This study examines the genetic influence of β-adrenergic receptor gene polymorphisms (β2-AR Arg16Gly and β3-AR Trp64Arg) on the relationship of birthweight to longitudinal changes of blood pressure (BP) from childhood to adulthood in 224 black and 515 white adults, aged 21–47 years, enrolled in the Bogalusa Heart Study. Blacks showed significantly lower birthweight and frequencies of β2-AR Gly16 and β3-AR Trp64 alleles and higher BP levels and age-related trends than whites. In multivariable regression analyses using race-adjusted BP and birthweight, low birthweight was associated with greater increase in age-related trend of systolic BP (standardized regression coefficient β = −0.09, P = .002) and diastolic BP (β = −0.07, P = .037) in the combined sample of blacks and whites, adjusting for the first BP measurement in childhood, sex, age, and gestational age. Adjustment for the current body mass index strengthened the birthweight-BP association. Importantly, the strength of the association, measured as regression coefficients, was modulated by the combination of β2-AR and β3-AR genotypes for systolic (P = .042 for interaction) and diastolic BP age-related trend (P = .039 for interaction), with blacks and whites showing a similar trend in the interaction. These findings indicate that the intrauterine programming of BP regulation later in life depends on β-AR genotypes.

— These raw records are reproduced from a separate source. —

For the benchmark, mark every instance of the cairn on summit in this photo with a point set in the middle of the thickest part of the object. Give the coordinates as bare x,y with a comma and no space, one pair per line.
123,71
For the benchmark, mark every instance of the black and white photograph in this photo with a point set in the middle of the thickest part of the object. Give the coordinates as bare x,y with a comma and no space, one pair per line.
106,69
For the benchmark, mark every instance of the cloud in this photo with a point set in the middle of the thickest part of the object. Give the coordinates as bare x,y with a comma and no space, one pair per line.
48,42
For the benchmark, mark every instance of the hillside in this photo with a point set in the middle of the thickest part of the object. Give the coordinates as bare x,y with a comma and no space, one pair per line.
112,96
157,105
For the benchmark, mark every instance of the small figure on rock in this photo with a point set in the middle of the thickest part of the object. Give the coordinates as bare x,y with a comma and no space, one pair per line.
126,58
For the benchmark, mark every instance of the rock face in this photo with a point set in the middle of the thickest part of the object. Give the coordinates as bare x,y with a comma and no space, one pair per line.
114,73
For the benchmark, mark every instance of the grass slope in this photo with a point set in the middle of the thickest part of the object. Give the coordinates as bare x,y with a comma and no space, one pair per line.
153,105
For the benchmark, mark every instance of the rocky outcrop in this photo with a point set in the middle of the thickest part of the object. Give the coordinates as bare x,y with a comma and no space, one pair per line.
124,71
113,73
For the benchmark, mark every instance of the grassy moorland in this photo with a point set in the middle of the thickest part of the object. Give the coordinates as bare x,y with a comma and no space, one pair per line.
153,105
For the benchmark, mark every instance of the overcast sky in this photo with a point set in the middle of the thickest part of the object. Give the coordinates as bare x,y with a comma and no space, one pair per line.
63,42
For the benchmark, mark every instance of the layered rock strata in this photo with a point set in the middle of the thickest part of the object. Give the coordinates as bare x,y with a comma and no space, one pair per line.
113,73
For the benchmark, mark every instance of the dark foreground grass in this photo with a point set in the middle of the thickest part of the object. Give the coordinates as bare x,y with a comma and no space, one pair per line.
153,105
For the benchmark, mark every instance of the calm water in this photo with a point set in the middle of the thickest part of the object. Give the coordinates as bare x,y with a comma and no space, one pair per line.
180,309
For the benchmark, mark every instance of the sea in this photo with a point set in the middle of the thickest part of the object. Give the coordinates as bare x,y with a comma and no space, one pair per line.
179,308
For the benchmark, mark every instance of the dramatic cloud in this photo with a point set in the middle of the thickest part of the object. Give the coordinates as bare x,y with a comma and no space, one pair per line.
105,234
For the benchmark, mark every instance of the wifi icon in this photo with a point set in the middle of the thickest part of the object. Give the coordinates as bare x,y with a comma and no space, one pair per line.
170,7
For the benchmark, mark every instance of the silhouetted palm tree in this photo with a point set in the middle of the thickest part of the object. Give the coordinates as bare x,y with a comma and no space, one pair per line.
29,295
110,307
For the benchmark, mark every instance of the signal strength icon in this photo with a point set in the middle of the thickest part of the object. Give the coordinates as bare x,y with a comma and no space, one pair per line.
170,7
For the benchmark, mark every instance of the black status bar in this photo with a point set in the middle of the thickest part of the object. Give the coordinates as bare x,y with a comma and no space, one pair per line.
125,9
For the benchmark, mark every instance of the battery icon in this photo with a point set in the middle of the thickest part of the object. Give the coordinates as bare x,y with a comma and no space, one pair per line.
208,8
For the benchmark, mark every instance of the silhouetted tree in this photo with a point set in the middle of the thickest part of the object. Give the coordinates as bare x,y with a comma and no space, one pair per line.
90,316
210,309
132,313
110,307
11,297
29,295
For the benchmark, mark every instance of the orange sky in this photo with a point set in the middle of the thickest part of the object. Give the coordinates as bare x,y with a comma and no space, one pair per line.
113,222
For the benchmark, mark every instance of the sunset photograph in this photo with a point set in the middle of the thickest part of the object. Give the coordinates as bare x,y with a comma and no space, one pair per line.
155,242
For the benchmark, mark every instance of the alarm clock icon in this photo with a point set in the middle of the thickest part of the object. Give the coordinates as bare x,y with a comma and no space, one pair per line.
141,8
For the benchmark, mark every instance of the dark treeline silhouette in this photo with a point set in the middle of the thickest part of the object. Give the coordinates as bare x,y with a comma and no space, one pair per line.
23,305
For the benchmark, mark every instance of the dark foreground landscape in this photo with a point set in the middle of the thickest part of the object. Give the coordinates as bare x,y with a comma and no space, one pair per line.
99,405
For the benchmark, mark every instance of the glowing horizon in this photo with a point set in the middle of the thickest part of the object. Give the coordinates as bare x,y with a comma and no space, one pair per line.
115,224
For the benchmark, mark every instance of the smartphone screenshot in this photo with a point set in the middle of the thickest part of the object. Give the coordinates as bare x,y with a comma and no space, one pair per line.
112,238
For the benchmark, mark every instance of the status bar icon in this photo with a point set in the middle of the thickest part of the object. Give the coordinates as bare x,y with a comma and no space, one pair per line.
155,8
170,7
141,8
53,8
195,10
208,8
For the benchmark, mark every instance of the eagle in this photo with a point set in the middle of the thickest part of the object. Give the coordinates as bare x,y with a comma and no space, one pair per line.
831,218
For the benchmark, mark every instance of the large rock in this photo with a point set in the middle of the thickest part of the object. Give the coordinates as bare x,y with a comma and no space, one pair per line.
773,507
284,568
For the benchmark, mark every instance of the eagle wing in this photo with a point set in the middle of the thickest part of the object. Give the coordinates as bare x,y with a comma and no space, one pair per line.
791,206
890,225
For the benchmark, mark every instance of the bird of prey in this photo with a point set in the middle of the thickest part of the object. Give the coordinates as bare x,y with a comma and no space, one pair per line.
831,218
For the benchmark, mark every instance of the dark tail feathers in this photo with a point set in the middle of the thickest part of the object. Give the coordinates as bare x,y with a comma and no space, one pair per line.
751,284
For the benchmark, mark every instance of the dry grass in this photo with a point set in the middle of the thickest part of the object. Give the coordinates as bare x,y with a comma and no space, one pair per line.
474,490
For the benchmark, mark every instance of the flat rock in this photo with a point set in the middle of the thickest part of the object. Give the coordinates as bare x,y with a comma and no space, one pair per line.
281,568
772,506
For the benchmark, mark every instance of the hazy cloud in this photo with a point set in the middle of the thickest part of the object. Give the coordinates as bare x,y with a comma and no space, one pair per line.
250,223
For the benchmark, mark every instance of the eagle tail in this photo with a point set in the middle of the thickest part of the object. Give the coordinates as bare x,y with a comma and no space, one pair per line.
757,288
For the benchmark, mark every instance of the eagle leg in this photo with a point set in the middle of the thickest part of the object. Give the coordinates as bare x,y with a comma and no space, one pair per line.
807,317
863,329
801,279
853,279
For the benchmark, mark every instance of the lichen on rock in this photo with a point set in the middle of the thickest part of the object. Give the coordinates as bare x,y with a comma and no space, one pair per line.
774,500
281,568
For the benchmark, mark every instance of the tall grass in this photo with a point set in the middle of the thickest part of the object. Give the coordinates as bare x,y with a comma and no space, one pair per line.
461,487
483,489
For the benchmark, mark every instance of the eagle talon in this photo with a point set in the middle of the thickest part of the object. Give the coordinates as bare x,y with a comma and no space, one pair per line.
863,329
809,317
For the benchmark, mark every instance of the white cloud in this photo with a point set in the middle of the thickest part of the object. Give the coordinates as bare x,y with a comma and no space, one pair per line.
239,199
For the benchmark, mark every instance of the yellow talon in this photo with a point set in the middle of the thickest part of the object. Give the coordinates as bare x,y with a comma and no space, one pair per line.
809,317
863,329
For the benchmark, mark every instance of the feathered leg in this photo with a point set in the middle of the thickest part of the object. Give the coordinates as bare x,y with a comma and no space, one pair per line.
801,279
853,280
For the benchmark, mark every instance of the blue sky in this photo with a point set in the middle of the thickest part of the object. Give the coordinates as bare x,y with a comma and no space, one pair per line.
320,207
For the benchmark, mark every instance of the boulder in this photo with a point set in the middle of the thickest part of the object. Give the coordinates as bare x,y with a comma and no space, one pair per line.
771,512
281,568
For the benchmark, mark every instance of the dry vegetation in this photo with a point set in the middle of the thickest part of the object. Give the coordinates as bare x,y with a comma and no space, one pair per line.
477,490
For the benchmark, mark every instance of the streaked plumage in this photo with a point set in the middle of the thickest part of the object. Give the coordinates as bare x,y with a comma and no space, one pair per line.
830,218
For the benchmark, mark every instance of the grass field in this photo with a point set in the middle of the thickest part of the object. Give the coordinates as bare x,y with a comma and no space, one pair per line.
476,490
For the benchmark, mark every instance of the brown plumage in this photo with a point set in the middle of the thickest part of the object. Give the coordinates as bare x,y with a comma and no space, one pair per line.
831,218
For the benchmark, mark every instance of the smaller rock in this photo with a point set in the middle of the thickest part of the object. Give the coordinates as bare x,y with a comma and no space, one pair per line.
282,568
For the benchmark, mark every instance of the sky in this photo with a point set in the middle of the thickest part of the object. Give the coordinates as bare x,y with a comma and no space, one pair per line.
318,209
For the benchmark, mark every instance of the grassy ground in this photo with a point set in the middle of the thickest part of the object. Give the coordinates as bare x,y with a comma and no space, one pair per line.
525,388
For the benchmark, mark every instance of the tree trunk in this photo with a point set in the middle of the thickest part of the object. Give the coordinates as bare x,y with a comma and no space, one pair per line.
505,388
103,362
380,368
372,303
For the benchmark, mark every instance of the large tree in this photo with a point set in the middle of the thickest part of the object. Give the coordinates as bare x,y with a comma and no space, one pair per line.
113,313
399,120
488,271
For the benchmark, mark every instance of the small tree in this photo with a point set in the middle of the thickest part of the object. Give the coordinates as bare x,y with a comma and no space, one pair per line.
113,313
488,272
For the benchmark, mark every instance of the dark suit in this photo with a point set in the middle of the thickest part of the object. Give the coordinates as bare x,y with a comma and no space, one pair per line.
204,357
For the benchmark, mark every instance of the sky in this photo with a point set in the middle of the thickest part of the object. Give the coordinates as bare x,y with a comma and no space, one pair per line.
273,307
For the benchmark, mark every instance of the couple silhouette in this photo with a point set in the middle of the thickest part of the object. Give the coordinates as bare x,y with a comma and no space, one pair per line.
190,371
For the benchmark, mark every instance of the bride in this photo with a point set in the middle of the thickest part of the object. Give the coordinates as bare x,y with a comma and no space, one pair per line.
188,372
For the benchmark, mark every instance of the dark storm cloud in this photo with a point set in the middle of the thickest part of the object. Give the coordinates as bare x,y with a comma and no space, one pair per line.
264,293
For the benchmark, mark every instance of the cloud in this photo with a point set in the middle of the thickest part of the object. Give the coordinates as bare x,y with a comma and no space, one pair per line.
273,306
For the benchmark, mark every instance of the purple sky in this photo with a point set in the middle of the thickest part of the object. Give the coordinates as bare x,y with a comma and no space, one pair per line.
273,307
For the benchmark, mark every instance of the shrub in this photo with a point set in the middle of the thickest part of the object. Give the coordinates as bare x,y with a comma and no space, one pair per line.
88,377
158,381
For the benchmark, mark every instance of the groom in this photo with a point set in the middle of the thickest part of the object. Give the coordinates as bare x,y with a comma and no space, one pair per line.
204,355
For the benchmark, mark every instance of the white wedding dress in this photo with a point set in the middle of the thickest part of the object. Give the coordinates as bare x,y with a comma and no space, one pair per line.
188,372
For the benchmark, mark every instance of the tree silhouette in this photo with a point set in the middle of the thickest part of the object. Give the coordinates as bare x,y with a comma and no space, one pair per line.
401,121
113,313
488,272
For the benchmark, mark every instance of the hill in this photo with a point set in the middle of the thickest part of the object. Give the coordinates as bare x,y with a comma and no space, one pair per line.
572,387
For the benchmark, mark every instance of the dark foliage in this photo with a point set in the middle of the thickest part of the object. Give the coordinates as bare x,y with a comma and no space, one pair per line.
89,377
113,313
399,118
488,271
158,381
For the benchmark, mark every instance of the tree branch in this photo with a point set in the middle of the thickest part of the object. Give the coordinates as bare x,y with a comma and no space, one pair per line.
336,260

机译:这项研究调查了224名黑人和515名白人成年人中,β-肾上腺素能受体基因多态性(β2-ARArg16Gly和β3-ARTrp64Arg)对出生体重与从童年到成年血压纵向变化(BP)的关系的遗传影响,年龄在21-47岁之间,参加了Bogalusa心脏研究。与白人相比,黑人的出生体重和β2-ARGly16和β3-ARTrp64等位基因的频率显着降低,并且BP水平和与年龄有关的趋势更高。在使用种族调整后的BP和出生体重进行的多变量回归分析中,低出生体重与年龄相关的收缩压(标准化回归系数β= -0.09,P = .002)和舒张压BP(β= -0.07, P = 0.037)在黑人和白人的混合样本中,调整了儿童,性别,年龄和胎龄的首次血压测量值。当前体重指数的调整加强了出生体重-血压关联。重要的是,通过β2-AR和β3-AR基因型的收缩压(相互作用P = .042)和舒张性BP年龄相关趋势(对于P = 0.039)的组合,以回归系数来衡量的关联强度受到调节。互动),而黑人和白人的互动趋势相似。这些发现表明,在生命的后期,宫腔内对BP调节的编程取决于β-AR基因型。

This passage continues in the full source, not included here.